Despiadada y salvaje

«Adelántate», había dicho Matthew, «adelántate, te encuentro en Urizon». Matthew, que podía balancear cualquier ecuación química, no sabía cómo balancear sus sentimientos por Maisie Cothay y sus miedos. Quería que ella supiera que él confiaba en ella. ¿Cuántas veces podía cuestionar sus elecciones antes de que ella lo viera como su captor, como su domador, como su padre, o peor, como otro Coulton o Rafe? ¿Qué mejor que mostrarse a sí mismo como un aliado que permitirle que trazara su propio camino?

En cuanto se dio la vuelta, la observó por el espejo retrovisor mientras se escabullía sobre árboles caídos, supo que había sido un tonto. Era mejor abandonar el carro y reunirse con ella, llevarla a la cabaña con él más tarde, hacer un plan. Era mejor arriesgarse a su ira que arriesgar su seguridad, era mejor mantenerla cerca.

¿La intranquilidad que sentía, el peligro que percibía, era verdadero peligro o solo el reconocimiento del amor? El objeto de su amor se había hecho tierno, con una apariencia más suave de la que realmente tenía, que parecía vulnerable al haberlo hecho vulnerable a él. Matthew recordaba haber sostenido a sus hermanos y hermanas recién nacidos, recordaba haberlos observado dar sus primeros pasos tambaleantes, sabiendo que tenían que vacilar solos. Así era con Maisie también, pensó. Sin embargo, se preocupaba por ella, la extrañaba. Regresó el carro a la cabaña de su tía y se dio la vuelta de inmediato hacia Urizon. Decidió tomar un atajo a través del bosque.

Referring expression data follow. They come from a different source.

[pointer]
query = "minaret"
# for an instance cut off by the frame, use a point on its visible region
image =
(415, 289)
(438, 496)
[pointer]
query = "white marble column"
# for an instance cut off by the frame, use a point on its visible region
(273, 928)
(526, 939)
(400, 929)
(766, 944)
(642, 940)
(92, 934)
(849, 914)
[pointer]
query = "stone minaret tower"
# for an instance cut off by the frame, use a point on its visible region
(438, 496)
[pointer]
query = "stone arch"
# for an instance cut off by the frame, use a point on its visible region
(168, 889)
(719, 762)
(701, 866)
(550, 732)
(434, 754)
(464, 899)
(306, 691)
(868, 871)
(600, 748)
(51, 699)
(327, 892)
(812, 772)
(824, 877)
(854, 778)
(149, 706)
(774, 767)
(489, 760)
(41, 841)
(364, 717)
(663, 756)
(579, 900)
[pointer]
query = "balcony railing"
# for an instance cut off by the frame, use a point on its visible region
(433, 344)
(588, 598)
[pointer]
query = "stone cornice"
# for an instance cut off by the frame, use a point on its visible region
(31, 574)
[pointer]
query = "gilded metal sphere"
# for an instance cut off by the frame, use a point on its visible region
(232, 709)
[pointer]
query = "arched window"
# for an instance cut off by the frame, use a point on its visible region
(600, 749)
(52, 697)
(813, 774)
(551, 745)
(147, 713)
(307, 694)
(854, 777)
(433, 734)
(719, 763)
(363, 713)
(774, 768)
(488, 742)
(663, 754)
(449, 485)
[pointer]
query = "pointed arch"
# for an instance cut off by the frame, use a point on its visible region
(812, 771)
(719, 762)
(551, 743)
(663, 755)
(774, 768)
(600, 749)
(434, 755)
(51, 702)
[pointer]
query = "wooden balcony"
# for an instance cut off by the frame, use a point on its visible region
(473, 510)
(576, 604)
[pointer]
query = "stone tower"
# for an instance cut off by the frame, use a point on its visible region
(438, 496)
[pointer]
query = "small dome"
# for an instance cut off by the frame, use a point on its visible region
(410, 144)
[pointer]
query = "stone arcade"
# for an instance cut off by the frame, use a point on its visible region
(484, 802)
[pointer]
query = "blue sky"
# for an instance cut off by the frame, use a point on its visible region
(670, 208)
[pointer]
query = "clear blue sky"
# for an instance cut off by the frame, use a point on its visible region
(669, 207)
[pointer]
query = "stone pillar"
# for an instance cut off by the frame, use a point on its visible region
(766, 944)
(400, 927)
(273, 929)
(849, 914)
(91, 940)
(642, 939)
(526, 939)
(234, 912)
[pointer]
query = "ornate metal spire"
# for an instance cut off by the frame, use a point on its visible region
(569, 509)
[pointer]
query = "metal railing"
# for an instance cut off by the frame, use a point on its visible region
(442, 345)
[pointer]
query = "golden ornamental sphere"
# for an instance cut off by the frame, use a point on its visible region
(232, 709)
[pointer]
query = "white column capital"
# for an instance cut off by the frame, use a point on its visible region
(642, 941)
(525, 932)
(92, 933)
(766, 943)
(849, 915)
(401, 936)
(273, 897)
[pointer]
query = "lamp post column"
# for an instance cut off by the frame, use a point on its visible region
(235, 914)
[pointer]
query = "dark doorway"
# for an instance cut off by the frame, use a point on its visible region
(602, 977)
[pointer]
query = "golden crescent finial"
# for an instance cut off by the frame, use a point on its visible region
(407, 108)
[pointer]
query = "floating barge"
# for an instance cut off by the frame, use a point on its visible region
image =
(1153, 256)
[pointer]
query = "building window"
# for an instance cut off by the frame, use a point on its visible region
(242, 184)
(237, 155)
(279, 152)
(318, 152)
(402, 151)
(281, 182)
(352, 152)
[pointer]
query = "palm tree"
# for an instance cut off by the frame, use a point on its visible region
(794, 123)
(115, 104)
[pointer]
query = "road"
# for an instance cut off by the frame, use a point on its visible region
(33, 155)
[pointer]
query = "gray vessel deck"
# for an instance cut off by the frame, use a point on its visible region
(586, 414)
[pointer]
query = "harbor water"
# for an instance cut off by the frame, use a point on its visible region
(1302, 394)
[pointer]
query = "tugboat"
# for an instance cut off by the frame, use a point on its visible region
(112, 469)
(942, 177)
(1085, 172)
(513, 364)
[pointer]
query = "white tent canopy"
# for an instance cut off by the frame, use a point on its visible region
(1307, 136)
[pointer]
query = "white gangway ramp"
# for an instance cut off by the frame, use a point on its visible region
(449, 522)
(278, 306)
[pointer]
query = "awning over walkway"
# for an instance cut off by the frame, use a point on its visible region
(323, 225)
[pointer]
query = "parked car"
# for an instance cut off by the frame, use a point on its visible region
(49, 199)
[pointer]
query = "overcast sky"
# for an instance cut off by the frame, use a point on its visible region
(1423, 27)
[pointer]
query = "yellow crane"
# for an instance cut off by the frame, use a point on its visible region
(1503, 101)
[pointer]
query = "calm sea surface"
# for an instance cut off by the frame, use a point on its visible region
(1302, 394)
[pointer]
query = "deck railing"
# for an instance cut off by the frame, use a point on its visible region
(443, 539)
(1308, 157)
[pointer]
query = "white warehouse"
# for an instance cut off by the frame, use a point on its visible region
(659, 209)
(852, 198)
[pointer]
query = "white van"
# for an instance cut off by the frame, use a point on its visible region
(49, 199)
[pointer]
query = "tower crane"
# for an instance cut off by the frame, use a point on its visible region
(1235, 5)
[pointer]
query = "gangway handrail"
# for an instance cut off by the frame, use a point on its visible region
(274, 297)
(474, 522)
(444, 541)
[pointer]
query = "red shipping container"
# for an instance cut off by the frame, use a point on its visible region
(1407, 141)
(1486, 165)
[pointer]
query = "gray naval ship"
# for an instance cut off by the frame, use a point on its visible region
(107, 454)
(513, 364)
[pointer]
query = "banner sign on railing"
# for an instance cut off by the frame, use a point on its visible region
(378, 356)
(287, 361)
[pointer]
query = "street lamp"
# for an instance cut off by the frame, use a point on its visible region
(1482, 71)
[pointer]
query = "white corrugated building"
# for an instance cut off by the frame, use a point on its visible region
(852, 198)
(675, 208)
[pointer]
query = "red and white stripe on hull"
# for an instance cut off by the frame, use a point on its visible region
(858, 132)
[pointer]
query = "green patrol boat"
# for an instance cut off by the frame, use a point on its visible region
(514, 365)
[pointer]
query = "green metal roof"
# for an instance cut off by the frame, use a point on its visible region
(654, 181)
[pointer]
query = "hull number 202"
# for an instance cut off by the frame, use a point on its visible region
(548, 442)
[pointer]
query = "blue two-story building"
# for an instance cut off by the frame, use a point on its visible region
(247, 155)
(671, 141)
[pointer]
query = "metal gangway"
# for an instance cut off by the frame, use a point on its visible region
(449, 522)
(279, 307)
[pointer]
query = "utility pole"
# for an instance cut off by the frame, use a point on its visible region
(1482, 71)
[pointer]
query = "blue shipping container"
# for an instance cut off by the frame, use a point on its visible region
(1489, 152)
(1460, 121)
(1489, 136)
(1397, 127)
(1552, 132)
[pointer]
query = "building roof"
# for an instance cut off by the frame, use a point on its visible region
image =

Cuando el cuerpo flojo de Kathryn cae quieto sobre el de Matthew, su bonita nariz cabe como una llave en el pequeño espacio que está encima de su esternón, cerrándolo, restringiéndole el paso de aire. Él jadea, la empuja y trata de despertarla. Como no puede, la quita de encima de su cuerpo y se estremece. Trata de abrocharse los pantalones, de extraerse de los brazos flácidos de Kathryn. Tiene el rostro pálido.

Se da cuenta de que ahí está la muchacha de ojos negros.

—¿Maisie? —Matthew se aparta del cuerpo, deslizándose para atrás contra el bulto de la raíz de un árbol y se lleva las manos a la cabeza. Sus hombros se estremecen, los bordes de sus orejas se ponen rojos. Inhala y cuenta lentamente, sostiene el aire y lo suelta, un patrón para dar sentido a cada respiración.

—Yo no… —dice al fin—. Pensé que habíamos dicho que te encontraría en la casa. —Con cada palabra siente que el pecho se le encoje, primero de vergüenza, después de furia y al final de miedo. Se lleva los dedos a las sienes, se rasca la nuca.

La muchacha de ojos negros no dice nada.

—Solo puedo… perdón… Que me encontraras así… no hemos dicho nada, quiero decir, no de verdad, no hemos plenamente, pero pensé que tú… Estaba de acuerdo en que nosotros… no sé qué pasó. En qué estaba pensando.

Ahora, Matthew está llorando, la muchacha de ojos negros se da cuenta, una gota de agua se junta en el borde de su ojo, viaja por su mejilla.

—Quiero que sepas —suplica con fervor —, lo que pasó aquí. Yo no… yo no era yo mismo.

Sus lágrimas caen como estrellas, gordas y brillantes. La muchacha de ojos negros se acerca para cachar una: roza la mejilla de él con la mano, se lleva el agua a la lengua.

Matthew se pone rígido.

—¿Maisie? ¿Qué… quién eres? —murmura.

La muchacha de ojos negros le acaricia la mejilla, recoge una lágrima, aprieta el dedo contra su frente, acaricia suavemente el puente de su nariz hasta llegar a sus labios. Toma la mente de Matthew, le ayuda al bosque a vaciar sus problemas. Le da la bienvenida del otro lado de la frontera. Le dice: «Shhh».